Think of all of the teachers, parents, or mentors who have supported you in the past, those who made a difference in your life at the time, or perhaps for many years after. Chances are they had something in common: they took as interest in you as a person; they genuinely cared about your individual well-being, education, or success. My high school English teacher took an interest in my poetry. Because of her, I not only continued writing; I also felt good about it. Writing became both a refuge and a creative practice, a way I built my emotional intelligence. Ultimately, it became a positive aspect of my identity.
Caring is typically associated with parenthood and child-rearing, but it is actually a powerful leadership trait in any context. During the Democratic National Convention last week, many speeches leaned on the words care and empathy. I cried through them all. Part of the reason those speeches were so cathartic is that they acknowledged the very real pain and struggle that many of us are experiencing right now. The caring made space for the feeling.

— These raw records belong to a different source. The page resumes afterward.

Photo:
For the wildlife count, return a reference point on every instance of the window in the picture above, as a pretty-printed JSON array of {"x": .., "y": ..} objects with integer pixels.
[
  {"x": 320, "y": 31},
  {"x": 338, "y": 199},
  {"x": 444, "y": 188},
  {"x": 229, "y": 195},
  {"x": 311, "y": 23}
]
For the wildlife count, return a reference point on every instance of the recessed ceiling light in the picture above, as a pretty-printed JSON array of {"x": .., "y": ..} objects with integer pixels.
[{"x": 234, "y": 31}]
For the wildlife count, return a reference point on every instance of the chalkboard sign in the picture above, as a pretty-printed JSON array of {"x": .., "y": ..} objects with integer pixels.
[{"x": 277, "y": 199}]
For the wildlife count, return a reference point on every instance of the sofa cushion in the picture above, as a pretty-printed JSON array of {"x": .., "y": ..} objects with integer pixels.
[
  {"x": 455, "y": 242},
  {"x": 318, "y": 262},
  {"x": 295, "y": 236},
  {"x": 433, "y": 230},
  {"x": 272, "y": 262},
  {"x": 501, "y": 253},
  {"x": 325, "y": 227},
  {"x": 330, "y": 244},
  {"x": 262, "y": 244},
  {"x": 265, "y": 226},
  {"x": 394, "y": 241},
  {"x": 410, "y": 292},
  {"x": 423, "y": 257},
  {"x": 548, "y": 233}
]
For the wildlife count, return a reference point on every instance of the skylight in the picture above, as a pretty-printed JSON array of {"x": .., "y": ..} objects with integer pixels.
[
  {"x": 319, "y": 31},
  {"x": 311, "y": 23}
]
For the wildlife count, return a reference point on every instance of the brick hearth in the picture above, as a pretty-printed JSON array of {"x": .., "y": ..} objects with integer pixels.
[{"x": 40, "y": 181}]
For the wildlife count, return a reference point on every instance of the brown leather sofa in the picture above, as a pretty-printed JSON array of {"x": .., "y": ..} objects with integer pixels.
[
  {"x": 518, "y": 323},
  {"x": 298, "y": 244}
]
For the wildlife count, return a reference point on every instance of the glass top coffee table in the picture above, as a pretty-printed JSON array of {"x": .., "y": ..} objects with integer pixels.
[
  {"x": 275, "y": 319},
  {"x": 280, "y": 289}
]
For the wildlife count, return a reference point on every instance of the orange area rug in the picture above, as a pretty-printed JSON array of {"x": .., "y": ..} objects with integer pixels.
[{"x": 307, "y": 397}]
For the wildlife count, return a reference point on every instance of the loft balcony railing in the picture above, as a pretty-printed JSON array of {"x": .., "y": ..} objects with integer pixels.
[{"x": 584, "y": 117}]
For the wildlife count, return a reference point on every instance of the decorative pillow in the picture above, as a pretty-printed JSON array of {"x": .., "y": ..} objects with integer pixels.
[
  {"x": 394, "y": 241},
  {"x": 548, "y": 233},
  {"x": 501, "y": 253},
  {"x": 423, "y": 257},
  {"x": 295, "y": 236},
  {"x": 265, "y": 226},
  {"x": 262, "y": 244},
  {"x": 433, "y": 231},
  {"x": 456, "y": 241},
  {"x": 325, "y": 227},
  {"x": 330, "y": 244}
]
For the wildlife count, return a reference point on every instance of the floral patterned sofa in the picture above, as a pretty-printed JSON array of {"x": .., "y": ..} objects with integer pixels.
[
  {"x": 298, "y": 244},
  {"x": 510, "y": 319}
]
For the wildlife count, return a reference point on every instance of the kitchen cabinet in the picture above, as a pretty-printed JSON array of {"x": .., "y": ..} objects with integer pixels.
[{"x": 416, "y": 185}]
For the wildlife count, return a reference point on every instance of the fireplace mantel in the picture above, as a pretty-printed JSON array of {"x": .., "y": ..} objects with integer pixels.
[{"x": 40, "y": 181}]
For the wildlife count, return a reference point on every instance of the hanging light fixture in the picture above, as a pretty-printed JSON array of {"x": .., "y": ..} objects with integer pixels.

Leaders who care make it easier for us to experience, legitimize, and process our own emotions, to let the feelings flow through and exit the nervous system so that we can think more clearly, make decisions, prioritize, take action, and get our work done. This is true in the context of a global pandemic and it’s also true in the context of professional disagreement, conflict, or other work-related stress.
Our emotions are, in fact, a huge part of what makes us intelligent. We don’t necessarily want them running the show, but we need them as a kind of internal board of advisors. When we block our feelings, we can no longer respond as appropriately to the people around us. Blocked emotional material, over time, builds a distorted perception of the world that masquerades as rational understanding. False premises produce false logic.
If you are a leader watching your team members struggle with worry, distraction, and overwhelm, know that genuine expressions of care can be a huge help. Genuine expressions of care make space for feelings. And once we have permission to feel what we’re feeling, we can cope much more skillfully with our practical daily challenges, whatever they may be.
Ways to express care for your team members:
- Ask them how they are doing outside work and be willing to listen. Establish an appropriate time window for this if necessary.
- Let them know that whatever they are feeling is completely fine and that they do not need to conceal it or change it for your sake.
- Ask them what they need and do your best to provide it, at least partially.